Since the beginning of the year, business news has been riddled with stories about historic market volatility, decades-high inflation rates, and an increasingly hawkish Federal Reserve.
Meanwhile, it’s earnings season. And corporate America has been announcing a mix of good and bad news with its quarterly financial results.
Amid this backdrop, a bullish story has been emerging: Expectations for earnings growth are being revised up.
“Since the beginning of the earnings season, 4Q21 EPS has been revised up 4.3% to $53.48 (+26% y/y) and 2022 EPS has been revised up 0.6% at $224.90 (+8% y/y),” JPMorgan’s Dubravko Lakos-Bujas wrote on Thursday. “Looking to the following year, 2023 EPS has been revised up 0.7% since the beginning of the earnings season to $247.54 (+10% y/y).”
This may be a surprising development considering labor shortages, supply chain woes, and other pandemic-related disruptions have led to higher costs, which have been on display in the eye-popping producer and consumer price index reports.

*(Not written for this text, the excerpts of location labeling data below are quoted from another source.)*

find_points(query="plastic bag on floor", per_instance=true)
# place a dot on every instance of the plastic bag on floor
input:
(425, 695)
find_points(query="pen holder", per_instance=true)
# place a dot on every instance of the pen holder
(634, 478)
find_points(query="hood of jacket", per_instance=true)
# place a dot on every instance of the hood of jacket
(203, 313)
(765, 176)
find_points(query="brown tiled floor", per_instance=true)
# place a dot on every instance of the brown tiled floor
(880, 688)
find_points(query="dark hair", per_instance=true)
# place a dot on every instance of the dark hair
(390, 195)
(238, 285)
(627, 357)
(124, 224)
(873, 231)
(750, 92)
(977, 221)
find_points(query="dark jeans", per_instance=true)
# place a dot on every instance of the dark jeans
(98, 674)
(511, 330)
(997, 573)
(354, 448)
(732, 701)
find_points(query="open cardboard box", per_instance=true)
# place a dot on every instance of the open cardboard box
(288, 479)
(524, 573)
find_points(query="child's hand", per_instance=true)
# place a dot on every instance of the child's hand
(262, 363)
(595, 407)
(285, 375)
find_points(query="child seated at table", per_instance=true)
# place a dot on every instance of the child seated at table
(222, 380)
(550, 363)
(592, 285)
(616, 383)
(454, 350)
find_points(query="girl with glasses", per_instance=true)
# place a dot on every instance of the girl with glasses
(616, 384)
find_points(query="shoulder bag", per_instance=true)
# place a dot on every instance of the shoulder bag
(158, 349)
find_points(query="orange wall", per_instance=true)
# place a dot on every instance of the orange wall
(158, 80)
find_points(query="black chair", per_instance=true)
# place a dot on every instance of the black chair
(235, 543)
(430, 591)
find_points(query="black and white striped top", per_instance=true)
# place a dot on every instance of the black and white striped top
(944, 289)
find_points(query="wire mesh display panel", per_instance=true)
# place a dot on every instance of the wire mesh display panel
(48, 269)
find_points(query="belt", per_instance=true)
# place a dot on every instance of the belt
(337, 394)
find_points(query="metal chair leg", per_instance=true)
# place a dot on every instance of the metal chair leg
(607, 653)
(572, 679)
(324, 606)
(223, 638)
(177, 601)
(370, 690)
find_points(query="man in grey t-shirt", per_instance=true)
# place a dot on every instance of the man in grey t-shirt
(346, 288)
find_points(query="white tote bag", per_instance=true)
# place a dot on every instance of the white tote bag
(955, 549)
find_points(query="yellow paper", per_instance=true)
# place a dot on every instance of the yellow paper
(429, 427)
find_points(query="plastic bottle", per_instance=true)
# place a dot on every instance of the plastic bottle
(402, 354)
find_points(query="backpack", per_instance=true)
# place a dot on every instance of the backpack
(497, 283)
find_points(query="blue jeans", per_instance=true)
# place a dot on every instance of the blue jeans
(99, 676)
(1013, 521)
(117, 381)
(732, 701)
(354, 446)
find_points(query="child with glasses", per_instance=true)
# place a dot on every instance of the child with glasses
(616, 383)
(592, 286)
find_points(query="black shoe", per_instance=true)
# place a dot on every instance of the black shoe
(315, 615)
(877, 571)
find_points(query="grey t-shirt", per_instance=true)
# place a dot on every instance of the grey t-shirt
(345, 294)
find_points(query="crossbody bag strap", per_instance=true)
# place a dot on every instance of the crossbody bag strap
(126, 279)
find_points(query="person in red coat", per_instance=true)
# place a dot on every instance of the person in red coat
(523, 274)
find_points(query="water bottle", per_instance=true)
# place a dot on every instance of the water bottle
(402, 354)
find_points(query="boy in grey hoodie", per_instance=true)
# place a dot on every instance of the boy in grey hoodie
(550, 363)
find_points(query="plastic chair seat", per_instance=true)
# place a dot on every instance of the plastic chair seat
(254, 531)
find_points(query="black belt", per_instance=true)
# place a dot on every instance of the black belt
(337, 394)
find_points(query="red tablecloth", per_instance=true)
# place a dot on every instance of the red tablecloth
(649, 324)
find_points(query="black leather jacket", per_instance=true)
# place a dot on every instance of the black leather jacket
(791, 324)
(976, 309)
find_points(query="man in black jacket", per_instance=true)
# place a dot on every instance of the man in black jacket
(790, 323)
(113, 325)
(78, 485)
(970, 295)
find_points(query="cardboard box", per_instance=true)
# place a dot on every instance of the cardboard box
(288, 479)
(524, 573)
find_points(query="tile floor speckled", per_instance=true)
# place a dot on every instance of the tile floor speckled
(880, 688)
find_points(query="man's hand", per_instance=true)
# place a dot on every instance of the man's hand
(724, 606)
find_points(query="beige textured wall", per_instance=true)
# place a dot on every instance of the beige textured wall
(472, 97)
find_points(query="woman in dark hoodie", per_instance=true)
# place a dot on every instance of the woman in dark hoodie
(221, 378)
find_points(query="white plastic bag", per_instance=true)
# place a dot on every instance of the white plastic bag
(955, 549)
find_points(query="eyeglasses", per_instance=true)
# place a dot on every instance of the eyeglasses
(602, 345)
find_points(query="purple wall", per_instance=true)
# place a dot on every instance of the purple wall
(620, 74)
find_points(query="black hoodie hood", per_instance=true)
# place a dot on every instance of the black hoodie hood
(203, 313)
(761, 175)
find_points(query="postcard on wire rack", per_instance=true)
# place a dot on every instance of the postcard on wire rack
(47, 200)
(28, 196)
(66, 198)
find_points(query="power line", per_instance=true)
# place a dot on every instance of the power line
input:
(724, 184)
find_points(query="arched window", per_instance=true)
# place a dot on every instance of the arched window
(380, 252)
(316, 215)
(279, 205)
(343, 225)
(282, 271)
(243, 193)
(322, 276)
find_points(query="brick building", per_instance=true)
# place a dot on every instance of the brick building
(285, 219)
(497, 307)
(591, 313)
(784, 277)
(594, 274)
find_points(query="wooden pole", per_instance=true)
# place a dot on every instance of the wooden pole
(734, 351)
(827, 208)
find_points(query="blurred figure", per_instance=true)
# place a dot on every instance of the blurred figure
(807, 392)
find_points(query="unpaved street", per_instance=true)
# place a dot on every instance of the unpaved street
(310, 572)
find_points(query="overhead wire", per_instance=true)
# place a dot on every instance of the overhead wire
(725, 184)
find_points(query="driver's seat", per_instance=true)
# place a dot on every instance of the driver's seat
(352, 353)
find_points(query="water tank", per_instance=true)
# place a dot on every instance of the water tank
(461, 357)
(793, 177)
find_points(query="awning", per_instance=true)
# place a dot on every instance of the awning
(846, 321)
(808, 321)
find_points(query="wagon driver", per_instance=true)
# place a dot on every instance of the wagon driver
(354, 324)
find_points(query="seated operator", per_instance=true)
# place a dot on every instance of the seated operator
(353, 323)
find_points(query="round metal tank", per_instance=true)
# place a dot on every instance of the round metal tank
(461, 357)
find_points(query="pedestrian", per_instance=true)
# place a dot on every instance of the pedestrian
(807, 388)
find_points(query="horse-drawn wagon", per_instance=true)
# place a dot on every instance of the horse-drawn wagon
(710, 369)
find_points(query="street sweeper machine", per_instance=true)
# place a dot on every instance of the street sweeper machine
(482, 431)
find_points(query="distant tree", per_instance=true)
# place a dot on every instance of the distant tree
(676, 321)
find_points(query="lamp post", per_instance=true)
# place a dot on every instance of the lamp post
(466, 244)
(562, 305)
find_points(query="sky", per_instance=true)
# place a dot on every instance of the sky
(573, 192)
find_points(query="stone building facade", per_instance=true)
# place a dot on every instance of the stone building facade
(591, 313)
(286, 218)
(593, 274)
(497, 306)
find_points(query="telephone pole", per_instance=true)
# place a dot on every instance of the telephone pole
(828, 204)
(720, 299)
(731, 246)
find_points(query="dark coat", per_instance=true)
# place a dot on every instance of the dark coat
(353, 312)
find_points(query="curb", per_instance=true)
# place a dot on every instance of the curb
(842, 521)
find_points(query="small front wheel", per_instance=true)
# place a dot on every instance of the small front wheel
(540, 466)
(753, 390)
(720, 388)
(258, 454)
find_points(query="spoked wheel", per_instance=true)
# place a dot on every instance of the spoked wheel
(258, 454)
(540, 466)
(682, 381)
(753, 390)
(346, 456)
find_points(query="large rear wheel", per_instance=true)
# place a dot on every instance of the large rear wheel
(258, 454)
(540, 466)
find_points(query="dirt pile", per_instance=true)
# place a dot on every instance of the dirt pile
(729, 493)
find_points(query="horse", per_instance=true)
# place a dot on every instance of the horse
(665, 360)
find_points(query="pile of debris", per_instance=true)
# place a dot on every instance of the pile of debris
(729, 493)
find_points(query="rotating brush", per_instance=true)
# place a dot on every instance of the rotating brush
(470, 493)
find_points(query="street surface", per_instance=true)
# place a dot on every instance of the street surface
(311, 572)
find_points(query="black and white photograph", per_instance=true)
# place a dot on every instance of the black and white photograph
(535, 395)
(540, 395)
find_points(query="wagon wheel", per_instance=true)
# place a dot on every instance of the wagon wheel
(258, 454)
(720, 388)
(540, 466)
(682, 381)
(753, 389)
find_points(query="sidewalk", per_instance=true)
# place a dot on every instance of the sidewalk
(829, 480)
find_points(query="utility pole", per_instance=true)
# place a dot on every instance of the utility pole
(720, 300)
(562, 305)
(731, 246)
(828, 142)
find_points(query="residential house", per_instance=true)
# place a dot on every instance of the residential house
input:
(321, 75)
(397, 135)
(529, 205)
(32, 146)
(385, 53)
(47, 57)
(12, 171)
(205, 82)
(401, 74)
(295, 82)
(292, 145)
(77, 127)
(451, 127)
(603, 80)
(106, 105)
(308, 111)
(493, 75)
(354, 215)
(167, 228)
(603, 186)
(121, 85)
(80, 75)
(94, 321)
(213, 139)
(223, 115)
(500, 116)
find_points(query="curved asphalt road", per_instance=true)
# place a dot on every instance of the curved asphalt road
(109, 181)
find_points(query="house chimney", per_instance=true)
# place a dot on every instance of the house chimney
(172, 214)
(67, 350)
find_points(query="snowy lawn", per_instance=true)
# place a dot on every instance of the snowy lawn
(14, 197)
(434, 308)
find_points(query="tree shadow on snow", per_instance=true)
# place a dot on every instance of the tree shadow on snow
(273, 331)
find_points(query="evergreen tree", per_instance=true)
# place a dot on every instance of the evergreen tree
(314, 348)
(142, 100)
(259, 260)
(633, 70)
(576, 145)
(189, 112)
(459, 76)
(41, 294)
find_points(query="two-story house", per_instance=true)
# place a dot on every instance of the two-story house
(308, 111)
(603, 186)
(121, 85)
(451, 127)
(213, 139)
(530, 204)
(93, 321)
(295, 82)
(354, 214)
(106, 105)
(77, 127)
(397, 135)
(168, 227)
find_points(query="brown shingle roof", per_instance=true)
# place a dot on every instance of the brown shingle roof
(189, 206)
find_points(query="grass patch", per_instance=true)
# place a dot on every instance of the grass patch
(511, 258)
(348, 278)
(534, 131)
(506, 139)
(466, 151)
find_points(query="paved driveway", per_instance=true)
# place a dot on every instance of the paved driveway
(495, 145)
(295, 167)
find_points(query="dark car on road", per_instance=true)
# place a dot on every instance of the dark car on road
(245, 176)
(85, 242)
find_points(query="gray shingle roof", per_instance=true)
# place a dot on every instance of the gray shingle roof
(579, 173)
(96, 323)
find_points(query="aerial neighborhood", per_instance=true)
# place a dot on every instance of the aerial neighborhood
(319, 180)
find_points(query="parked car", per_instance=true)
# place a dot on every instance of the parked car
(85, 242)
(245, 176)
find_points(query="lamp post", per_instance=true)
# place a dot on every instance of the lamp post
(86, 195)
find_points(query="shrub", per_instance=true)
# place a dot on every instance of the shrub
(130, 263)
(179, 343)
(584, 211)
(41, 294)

However, corporations have been able to offset these rising costs through operating efficiencies, operating leverage, and price hikes. It’s why profit margins have been high, and it’s why analysts expect profit margins to remain high in the quarters to come.
It’s definitely the case that consumers and businesses aren’t thrilled to be having to pay up for their goods and services. But for now, they have the capacity to pay.
Just this week, Coca-Cola (KO), PepsiCo (PEP), and Chipotle (CMG) were among companies that said consumers were paying for recently implemented price increases.
The good news is all of this inflation may soon cool off with the Federal Reserve signaling its willingness to take aggressive action to contain inflation. Indeed, BofA strategist Savita Subramanian wrote on Monday that the Fed’s efforts to fight inflation represented a “net positive” for corporate earnings.
There’s no question that the economy is confronting a lot of crosscurrents. But even amid the uncertainty, there is a lot of evidence that shows prospects are more bullish than bearish.